As Chancellor, George Osborne was more ideologically committed to a smaller state than Thatcher ever was. In his final budget delivered earlier this year his aim was to reduce government spending to 37 per cent of GDP by 2020, a shrinking of the state that would bring the UK closer to levels in the US and Japan. In his excellent recently published book even Nick Clegg acknowledges, albeit retrospectively, that Osborne’s deficit strategy was partly ideological, driven by a desire for a significantly smaller state.
As I have written here before many Conservative MPs and most of the media support public spending cuts in theory and then oppose the precise cuts that follow. Currently the chair of the Health Committee, Sarah Wollaston, warns about the financial crisis in the NHS, pointing out accurately that the government has been nowhere near as generous as it claims. A significant proportion of Conservative MPs opposed the cuts to welfare benefits proposed in Osborne’s final budget, so many of them that the then Chancellor was forced to announce the speediest u turn in budget history.
The new Justice Secretary, Liz Truss, seeks more cash with the strong support of her predecessor, Michael Gove, in order to implement important and radical prison reforms. Evidently the Business Secretary, Greg Clarke, has informed Nissan that it can expect government help with training and investment amidst the turbulent unpredictability of Brexit. Clarke will have to make assurances to others too. In her opening and also interesting speech as Prime Minister outside Number Ten, May spoke of a “housing deficit” , a revealing term that showed an understanding that economic policy must extend beyond an obsession with one form of deficit. But addressing the housing shortage will cost money too.
Before he was sacked Osborne had already announced that his absurd target to wipe out the deficit in this parliament would be scrapped, as he ditched the same target in the last parliament. Suddenly “the deficit” is not the issue it was. With something close to genius Osborne mesmerised the media into sharing his misplaced obsession with “the deficit” from 2008 until this summer. Similarly after he announced he was dropping the target for the second time the media followed suit and lost interest. I cannot remember an interview this autumn where “the deficit” took centre stage. Nonetheless Osborne's target to shrink the state at an historically spedy pace is still in place.
If May is to make sense of what I take to be a genuine reframing of the debate about the role of government she and her Chancellor, Philip Hammond, must address also the projected size of the state. If they agree with Osborne’s small state target they will fail to show the “good government can do”. Instead they will be moving from one crisis to another as the current NHS sags demonstrates. May’s speech to the Police Federation shows she is determined to ensure services are delivered efficiently whatever the resistance from self-interested groups. That is an important part of proving government can work. But is she also willing to invest so that public services are as good as those in other equivalent countries?

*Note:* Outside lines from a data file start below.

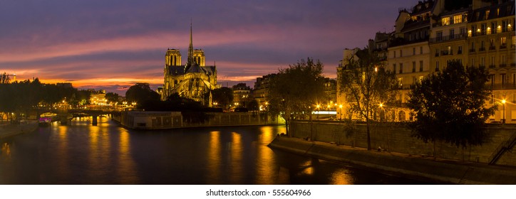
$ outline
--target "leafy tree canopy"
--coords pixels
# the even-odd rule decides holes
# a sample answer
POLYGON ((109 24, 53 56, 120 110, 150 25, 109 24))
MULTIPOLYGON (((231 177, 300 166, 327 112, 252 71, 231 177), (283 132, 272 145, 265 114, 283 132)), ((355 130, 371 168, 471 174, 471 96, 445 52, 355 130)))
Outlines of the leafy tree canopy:
POLYGON ((319 60, 309 58, 280 69, 269 80, 270 112, 281 115, 287 123, 291 118, 309 114, 319 101, 326 99, 323 68, 319 60))
POLYGON ((409 93, 408 107, 416 112, 410 124, 413 135, 424 141, 444 141, 466 147, 484 142, 486 119, 496 106, 486 107, 491 91, 486 88, 489 72, 484 67, 465 69, 450 61, 438 72, 417 83, 409 93))

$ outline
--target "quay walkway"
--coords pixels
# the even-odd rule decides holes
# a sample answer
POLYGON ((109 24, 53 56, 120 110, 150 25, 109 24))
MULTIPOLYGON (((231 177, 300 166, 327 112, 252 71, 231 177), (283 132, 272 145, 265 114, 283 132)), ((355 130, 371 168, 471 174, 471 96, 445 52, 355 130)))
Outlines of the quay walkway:
POLYGON ((277 136, 269 146, 302 156, 438 184, 516 184, 516 168, 277 136))

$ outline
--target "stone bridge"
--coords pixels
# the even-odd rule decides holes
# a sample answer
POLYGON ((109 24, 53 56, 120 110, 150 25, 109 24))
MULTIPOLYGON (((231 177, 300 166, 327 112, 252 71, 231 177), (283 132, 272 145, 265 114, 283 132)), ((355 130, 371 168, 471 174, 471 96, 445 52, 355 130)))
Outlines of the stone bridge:
POLYGON ((61 124, 67 124, 68 120, 77 115, 91 116, 93 118, 91 124, 96 126, 98 117, 100 115, 120 114, 120 112, 112 109, 33 109, 31 112, 35 112, 36 119, 39 119, 44 113, 53 113, 57 114, 61 124))

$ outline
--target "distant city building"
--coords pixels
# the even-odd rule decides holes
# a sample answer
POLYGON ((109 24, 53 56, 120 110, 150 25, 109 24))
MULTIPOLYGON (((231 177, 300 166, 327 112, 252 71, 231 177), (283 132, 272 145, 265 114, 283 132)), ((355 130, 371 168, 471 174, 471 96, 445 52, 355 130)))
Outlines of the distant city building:
POLYGON ((232 88, 233 90, 233 103, 234 103, 237 107, 245 107, 247 103, 249 103, 250 100, 252 99, 251 96, 251 87, 245 83, 239 83, 234 85, 232 88))
POLYGON ((108 100, 105 99, 105 90, 100 90, 91 92, 90 104, 95 106, 105 106, 108 104, 108 100))
POLYGON ((205 53, 194 50, 190 26, 190 40, 188 58, 185 65, 181 65, 179 50, 168 49, 165 55, 164 85, 161 92, 162 100, 170 95, 180 96, 211 105, 210 91, 217 88, 217 68, 205 65, 205 53))
POLYGON ((259 107, 264 108, 268 105, 267 97, 269 95, 269 82, 272 78, 276 77, 276 74, 269 74, 257 77, 254 82, 254 89, 252 90, 252 96, 258 102, 259 107))
POLYGON ((56 85, 63 87, 63 88, 73 88, 72 83, 69 82, 63 82, 63 83, 56 83, 56 85))
POLYGON ((337 80, 334 79, 330 79, 329 77, 324 78, 324 93, 326 94, 326 102, 324 104, 330 105, 328 109, 335 110, 337 109, 339 105, 337 104, 337 80))
MULTIPOLYGON (((469 67, 485 66, 490 74, 492 90, 487 104, 498 104, 490 122, 504 119, 516 123, 516 38, 515 38, 515 1, 485 2, 473 1, 468 15, 466 39, 469 67), (504 115, 505 114, 505 115, 504 115)), ((452 45, 453 46, 453 45, 452 45)))

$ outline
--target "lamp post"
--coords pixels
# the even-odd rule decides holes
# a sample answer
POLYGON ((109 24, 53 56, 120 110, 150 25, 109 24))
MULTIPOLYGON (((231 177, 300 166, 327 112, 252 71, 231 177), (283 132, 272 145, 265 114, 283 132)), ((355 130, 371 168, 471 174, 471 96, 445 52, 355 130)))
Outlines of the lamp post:
POLYGON ((502 119, 502 124, 505 124, 505 99, 502 100, 502 104, 503 104, 503 119, 502 119))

For different reasons a debate about the size of the state has been taboo across the political spectrum for decades. Chancellors have acted stealthily to increase its size or to radically reduce it. May needs to break away from Osborne’s quietly ideological pursuit of a much smaller state. Whether she does or not will determine the degree to which May can make a distinctive mark and move her party on from outdated orthodoxies formed in 1979.
Brexit apart, the Prime Minister could prove to be a modern nation one Tory in a way that Cameron and Osborne never were or sought to be. By triggering a debate about the role of government she has made a start.